It’s not a huge surprise that business software maker Tableau, now led by former Amazon executive Adam Selipsky, is putting the online version of its data visualization tool on Amazon Web Services as one option. Selipsky, after all, had spent more than a decade helping build Amazon Web Services into the public cloud juggernaut it now is.
But if you dig deeper, an interesting narrative emerges—but back to that in a moment.
The news, to be formally announced next week at the annual AWS Re:Invent conference in Las Vegas is that Tableau Online will run on Amazon’s massive public cloud as an option. Customers can continue to run Tableau Online on Tableau’s own data centers as well.
All a prospective user will have to do is click on a few on-screen boxes to get started, Selipsky told Fortune in an interview. Until now, Tableau Online data visualization service was only available on Tableau’s own infrastructure.
Tableau also sells a version of the same software that companies can run on their own data center gear. This is called Tableau Server but Tableau Online is the company’s fastest growing product.
Thirteen-year-old Tableau, fueled the rise of what is called “self-serve analytics” which enables mere mortals, not business analysts, to show off their important data in ways that make sense. Previously, workers had to submit requests to business analysts for data reports and then wait hours or even days, for the result. It was hardly an optimal process in a fast changing business world.
Tableau competes with products from old-school companies like MicroStrategy, IBM, SAS, and Microsoft, but also with newer entrants like Qlik (acquired by private equity firm Thoma Bravo last summer), Domo, and Zoomdata.

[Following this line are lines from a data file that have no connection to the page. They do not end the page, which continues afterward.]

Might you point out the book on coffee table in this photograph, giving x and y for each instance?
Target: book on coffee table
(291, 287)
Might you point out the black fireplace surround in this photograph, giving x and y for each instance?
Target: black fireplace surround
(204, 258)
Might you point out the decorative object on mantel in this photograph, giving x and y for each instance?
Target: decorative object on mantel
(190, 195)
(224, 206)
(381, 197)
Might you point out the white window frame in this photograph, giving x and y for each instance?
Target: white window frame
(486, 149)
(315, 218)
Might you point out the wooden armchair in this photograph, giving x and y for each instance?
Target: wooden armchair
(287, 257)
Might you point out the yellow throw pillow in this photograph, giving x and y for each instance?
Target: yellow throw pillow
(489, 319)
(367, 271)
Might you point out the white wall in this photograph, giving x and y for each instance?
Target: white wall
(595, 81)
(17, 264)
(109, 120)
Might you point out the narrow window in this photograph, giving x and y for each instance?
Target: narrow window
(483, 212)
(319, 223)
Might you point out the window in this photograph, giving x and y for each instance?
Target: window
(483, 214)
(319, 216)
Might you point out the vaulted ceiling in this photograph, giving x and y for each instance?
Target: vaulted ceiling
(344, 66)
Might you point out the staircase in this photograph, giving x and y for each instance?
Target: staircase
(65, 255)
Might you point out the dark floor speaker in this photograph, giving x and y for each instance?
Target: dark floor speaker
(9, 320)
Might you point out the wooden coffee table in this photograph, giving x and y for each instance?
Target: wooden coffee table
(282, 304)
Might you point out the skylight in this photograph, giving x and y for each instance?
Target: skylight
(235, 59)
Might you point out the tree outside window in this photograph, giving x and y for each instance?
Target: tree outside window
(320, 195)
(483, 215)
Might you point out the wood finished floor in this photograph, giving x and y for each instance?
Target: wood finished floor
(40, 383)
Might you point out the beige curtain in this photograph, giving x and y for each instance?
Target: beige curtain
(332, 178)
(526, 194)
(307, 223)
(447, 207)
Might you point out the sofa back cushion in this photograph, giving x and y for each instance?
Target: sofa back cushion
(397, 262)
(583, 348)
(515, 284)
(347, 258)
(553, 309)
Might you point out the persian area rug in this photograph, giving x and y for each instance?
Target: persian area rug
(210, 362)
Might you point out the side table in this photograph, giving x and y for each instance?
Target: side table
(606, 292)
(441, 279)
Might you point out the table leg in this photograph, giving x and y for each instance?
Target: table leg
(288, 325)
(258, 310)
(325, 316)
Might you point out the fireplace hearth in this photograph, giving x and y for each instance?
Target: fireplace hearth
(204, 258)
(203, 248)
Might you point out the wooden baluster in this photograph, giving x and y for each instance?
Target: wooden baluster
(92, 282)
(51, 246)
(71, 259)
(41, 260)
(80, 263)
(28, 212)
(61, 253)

But more to the point here is that AWS itself is adding more of its own products, including data analytics to its product roster. Last week, it made QuickSight, its in-house analytics tool (announced at AWS Re:invent last year) broadly available.
And this is the broader story. AWS started ten years ago by renting basic storage, networking, and computing power to customers but in the intervening years has added a steady stream of higher level business software to its menu. So while customers can run Oracle, Microsoft, or SAP databases on AWS, they can also forego all of those and use Amazon’s Aurora database instead.
This is reminiscent of the Microsoft of two decades ago that wooed third parties to build software to run on its Windows operating system while also building its own software applications.
Just as Microsoft courted Lotus, Borland, and WordPerfect to build Windows versions of their once category-leading software packages, Amazon woos data analytics companies like Domo, Qlik, and Tableau to AWS while building its own in-house products that compete with them.
Not to put too fine a point on this, but has anyone heard much from Lotus, Borland, or WordPerfect lately?
Other companies are also navigating this tricky relationship. Snowflake Computing, which hosts its own data warehouse software on AWS also competes with AWS RedShift data warehouse, for example. But Snowflake CEO Bob Muglia, formerly a top Microsoft and Juniper Networks exec, told Fortune recently that AWS has good checks in place internally to guard the interests of third-party software partners. “I’m sure the RedShift team hates me, but the AWS infrastructure guys do not,” he said.
Asked about competitive issues with Amazon, Selipsky said the potential opportunities that open up because Tableau and AWS work together far outweigh any threat. Customers can already run their Tableau Server software on Amazon and the two companies built links between Amazon RedShift data warehouse and other data sources to Tableau; and they conduct joint marketing and sales efforts.
“Business intelligence and analytics are very large market segments. Customers will choose different offerings for different use cases,” he said.
Note: this story was updated to correct the spelling of QuickSight and to clarify that customers an opt to run Tableau Online on AWS or Tableau’s own infrastructure.